There are two issues with the approach in the original code:
strlen()
should be used to determine the length of a null-terminated character string. If the binary file contains bytes with a value of \0
, then strlen()
will not return the entire size of the data.
- The size of the data is lost because
char*
is used instead of std::string
. Consider using std::string
as it provides both the size via size()
and permits null characters within the string itself. An alternative solution is to explicitly provide the size of the data alongside the data.

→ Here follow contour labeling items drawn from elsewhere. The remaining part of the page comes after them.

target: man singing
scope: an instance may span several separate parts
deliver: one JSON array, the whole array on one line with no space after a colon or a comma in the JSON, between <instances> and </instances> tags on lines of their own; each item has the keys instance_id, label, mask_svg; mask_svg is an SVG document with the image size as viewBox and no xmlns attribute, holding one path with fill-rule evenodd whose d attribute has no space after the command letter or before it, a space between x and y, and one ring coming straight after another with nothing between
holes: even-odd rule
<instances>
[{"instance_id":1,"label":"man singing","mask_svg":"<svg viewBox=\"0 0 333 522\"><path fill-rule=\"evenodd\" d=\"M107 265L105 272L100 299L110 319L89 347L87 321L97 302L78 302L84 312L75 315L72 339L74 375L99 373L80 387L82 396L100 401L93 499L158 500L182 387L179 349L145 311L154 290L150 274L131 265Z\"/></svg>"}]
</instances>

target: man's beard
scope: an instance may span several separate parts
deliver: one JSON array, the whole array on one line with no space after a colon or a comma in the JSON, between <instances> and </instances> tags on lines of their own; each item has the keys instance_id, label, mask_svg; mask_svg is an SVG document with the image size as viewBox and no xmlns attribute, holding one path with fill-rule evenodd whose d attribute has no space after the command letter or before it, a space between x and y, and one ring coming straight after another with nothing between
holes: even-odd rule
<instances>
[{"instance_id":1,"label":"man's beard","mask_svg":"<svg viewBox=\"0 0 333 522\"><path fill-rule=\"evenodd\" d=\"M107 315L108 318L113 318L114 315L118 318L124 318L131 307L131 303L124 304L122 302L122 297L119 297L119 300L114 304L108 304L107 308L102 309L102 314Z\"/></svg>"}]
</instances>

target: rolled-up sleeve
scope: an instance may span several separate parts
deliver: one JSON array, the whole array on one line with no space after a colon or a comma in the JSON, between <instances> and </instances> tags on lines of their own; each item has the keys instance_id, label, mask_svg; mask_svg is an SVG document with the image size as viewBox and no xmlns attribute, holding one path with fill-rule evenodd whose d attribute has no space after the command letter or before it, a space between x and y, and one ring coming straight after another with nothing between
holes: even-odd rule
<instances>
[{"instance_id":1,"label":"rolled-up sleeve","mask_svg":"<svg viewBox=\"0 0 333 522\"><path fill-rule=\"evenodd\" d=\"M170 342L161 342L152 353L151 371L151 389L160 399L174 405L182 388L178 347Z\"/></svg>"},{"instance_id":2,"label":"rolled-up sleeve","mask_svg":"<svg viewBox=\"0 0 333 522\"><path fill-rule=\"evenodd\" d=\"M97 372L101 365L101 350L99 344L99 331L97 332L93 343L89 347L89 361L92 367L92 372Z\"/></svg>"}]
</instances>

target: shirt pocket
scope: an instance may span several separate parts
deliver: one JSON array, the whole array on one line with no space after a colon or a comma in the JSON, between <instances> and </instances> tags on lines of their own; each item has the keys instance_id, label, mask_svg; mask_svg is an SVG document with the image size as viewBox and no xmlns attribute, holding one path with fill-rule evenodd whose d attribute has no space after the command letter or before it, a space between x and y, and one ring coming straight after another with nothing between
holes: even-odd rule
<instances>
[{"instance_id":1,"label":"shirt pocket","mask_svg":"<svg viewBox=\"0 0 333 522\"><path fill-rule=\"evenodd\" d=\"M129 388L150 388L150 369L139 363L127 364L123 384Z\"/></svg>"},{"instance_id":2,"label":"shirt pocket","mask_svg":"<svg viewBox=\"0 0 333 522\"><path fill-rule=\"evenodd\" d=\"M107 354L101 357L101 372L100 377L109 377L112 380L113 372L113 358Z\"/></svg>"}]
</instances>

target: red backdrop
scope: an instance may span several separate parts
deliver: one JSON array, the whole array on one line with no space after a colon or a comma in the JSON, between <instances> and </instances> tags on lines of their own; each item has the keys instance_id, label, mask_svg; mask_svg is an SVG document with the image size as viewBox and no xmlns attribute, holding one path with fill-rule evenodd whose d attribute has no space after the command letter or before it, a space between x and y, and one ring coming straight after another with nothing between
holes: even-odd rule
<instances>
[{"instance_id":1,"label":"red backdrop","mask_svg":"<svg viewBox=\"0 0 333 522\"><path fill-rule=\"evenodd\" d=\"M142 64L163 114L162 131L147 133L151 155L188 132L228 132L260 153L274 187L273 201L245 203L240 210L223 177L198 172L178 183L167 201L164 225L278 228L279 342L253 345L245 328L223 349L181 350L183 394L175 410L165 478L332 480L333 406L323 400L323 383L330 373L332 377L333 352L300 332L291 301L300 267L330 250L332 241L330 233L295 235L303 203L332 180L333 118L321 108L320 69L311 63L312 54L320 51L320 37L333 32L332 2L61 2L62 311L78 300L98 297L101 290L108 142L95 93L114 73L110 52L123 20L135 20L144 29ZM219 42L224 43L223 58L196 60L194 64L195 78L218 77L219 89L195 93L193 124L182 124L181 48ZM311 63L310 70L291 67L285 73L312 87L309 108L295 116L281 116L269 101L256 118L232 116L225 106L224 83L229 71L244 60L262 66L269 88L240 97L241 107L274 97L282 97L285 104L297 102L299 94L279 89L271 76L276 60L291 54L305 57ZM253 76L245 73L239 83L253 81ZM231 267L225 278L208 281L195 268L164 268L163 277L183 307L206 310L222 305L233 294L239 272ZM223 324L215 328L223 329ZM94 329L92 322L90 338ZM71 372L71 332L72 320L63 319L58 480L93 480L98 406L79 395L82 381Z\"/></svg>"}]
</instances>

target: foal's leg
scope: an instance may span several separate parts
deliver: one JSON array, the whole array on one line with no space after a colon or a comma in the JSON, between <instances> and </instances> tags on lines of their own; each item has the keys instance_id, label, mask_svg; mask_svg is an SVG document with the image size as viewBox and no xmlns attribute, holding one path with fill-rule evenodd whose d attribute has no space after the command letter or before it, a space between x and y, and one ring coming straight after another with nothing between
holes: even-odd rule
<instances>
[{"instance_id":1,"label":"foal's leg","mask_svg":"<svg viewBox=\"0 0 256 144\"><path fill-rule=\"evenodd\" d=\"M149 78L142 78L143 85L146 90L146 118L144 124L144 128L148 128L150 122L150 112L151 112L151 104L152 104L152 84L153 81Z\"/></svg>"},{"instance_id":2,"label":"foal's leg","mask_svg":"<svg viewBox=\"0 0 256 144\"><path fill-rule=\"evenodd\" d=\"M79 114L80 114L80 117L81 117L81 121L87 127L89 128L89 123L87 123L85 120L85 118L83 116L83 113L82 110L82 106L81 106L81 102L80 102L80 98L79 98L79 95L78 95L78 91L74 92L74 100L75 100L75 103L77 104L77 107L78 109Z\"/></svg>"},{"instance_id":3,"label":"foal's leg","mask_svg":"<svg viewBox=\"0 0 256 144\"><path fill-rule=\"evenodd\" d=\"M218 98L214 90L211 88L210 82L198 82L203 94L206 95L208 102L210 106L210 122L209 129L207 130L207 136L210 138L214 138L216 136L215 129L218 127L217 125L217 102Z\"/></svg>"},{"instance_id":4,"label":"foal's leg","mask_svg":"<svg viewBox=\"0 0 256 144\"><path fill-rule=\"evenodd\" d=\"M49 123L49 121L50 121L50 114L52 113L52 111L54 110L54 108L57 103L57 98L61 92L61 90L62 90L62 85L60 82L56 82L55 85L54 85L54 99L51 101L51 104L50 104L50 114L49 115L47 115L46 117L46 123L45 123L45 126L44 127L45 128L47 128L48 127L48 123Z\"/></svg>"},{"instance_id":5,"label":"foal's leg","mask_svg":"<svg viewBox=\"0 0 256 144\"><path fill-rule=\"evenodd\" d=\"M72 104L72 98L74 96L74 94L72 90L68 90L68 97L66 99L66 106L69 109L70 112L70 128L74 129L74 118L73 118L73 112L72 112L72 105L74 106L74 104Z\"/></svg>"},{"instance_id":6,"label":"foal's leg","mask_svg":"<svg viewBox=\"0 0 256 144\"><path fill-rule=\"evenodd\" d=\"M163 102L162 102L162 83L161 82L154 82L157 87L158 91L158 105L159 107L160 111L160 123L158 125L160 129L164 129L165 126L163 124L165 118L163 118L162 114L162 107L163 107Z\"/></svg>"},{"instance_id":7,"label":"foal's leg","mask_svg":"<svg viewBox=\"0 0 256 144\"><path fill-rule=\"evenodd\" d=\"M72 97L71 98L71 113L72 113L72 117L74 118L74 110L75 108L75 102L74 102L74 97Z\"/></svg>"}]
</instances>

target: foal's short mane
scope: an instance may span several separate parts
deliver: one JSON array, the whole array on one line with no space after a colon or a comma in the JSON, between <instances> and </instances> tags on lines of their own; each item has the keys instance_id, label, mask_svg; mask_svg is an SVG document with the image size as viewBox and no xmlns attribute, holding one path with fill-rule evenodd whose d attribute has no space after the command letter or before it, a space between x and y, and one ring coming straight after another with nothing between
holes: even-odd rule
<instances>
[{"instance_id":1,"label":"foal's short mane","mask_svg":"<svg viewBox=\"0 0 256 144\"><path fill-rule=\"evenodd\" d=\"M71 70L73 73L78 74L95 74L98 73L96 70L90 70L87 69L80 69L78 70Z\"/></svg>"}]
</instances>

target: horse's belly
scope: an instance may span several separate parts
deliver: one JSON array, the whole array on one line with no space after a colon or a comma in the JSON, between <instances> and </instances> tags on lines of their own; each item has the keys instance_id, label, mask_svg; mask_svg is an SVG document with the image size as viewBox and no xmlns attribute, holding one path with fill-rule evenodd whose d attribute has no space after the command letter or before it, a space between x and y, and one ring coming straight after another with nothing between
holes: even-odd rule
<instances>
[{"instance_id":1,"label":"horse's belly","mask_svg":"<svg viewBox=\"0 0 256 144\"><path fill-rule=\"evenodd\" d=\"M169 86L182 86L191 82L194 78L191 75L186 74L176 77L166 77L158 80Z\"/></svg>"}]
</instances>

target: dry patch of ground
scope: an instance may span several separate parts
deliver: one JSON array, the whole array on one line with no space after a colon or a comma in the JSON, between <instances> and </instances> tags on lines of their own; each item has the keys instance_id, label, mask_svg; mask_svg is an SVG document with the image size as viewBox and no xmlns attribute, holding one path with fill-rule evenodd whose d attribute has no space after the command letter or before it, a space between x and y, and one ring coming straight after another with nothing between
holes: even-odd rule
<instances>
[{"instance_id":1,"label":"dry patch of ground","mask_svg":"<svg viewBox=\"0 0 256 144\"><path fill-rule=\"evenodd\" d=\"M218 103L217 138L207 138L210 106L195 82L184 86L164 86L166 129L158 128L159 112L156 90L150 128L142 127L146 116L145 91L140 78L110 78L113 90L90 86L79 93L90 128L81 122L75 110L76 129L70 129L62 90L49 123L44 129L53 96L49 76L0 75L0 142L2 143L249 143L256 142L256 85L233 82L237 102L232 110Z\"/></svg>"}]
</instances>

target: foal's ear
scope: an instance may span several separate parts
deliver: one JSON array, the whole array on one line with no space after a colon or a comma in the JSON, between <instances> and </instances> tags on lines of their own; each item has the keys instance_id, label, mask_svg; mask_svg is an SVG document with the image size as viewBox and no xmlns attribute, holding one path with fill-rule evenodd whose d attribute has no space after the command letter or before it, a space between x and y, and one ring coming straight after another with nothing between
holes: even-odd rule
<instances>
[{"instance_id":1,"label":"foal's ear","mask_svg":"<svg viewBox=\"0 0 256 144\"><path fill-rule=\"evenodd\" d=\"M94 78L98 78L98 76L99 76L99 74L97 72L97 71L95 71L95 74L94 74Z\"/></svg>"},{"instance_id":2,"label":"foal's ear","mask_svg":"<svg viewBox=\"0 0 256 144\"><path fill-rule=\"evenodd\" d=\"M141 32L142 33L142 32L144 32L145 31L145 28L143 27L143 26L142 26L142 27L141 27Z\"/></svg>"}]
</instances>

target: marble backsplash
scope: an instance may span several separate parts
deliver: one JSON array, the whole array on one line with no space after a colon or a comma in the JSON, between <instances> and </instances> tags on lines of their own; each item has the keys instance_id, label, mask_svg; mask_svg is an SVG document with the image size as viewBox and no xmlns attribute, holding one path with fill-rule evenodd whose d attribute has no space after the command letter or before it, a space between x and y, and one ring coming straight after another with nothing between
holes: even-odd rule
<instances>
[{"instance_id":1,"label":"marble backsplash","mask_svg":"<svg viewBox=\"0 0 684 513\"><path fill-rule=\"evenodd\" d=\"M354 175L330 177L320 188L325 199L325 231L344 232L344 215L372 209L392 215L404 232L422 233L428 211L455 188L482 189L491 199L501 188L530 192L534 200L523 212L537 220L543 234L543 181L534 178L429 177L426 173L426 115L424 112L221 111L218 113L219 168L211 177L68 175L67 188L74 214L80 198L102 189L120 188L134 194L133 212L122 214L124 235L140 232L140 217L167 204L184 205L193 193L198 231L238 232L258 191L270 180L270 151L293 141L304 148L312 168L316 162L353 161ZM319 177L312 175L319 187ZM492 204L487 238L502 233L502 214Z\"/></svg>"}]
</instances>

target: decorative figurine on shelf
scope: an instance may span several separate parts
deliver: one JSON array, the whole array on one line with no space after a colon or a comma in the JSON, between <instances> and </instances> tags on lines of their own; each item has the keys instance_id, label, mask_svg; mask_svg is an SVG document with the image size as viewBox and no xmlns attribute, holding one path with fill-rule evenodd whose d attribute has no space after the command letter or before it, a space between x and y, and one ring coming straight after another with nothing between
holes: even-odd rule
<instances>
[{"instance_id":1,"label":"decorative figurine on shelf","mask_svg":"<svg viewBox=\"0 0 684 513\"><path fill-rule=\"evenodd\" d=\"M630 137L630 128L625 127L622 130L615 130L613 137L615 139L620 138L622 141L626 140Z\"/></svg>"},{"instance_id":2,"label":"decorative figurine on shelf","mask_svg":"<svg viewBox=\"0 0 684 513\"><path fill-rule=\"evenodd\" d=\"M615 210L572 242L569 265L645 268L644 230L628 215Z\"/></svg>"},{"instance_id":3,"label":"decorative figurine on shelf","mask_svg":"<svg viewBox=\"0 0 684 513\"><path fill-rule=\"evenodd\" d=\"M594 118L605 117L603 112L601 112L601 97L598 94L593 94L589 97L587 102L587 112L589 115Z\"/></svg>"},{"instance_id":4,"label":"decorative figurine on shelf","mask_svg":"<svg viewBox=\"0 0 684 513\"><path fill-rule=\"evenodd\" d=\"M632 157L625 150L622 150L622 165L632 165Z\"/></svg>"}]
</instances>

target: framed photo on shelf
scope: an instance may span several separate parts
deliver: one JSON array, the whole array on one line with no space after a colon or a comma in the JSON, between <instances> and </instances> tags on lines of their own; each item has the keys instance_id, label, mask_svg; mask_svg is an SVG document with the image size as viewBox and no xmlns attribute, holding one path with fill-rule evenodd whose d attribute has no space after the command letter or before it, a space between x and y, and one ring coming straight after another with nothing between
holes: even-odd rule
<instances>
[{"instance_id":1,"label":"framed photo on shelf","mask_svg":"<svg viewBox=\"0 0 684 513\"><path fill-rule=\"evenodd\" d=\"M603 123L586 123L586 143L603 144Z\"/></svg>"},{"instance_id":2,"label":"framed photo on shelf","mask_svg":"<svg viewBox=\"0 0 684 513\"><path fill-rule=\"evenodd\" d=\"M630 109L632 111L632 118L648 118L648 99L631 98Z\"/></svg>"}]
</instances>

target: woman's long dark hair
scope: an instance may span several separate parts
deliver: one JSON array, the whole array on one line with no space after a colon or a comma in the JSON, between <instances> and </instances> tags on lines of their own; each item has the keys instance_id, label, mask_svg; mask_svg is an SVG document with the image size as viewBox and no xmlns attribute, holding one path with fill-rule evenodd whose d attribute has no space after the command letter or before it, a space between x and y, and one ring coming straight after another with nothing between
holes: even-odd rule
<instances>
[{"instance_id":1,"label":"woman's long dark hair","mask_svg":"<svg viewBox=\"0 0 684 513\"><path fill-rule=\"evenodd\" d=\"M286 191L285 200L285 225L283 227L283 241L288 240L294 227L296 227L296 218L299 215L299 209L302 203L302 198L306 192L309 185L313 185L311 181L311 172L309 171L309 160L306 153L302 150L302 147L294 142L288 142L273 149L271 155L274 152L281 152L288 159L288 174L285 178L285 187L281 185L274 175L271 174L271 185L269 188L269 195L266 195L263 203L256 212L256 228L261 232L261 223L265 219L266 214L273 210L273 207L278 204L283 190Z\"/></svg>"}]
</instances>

Here is a complete Boost.Python example:
#include <boost/python.hpp>
#include <fstream>
#include <iostream>
void write_file(const std::string& name, const std::string& data)
{
std::cout << "This length is: " << data.size() << std::endl;
std::ofstream fout(name.c_str(), std::ios::binary);
fout.write(data.data(), data.size());
fout.close();
}
BOOST_PYTHON_MODULE(example)
{
using namespace boost::python;
def("write", &write_file);
}
And the example Python code (test.py
):
import example
with open("t1.txt", "rb") as f:
example.write("t2.txt", f.read())
with open("p1.png", "rb") as f:
example.write("p2.png", f.read())
And the usage, where I download this image and create a simple text file, then create a copy of them with the above code:
[twsansbury]$ wget http://www.boost.org/style-v2/css_0/get-boost.png -O p1.png >> /dev/null 2>&1
[twsansbury]$ echo "this is a test" > t1.txt
[twsansbury]$ ./test.py
This length is: 15
This length is: 27054
[twsansbury]$ md5sum t1.txt t2.txt
e19c1283c925b3206685ff522acfe3e6 t1.txt
e19c1283c925b3206685ff522acfe3e6 t2.txt
[twsansbury]$ md5sum p1.png p2.png
fe6240bff9b29a90308ef0e2ba959173 p1.png
fe6240bff9b29a90308ef0e2ba959173 p2.png
The md5 checksums match, indicating the file contents are the same.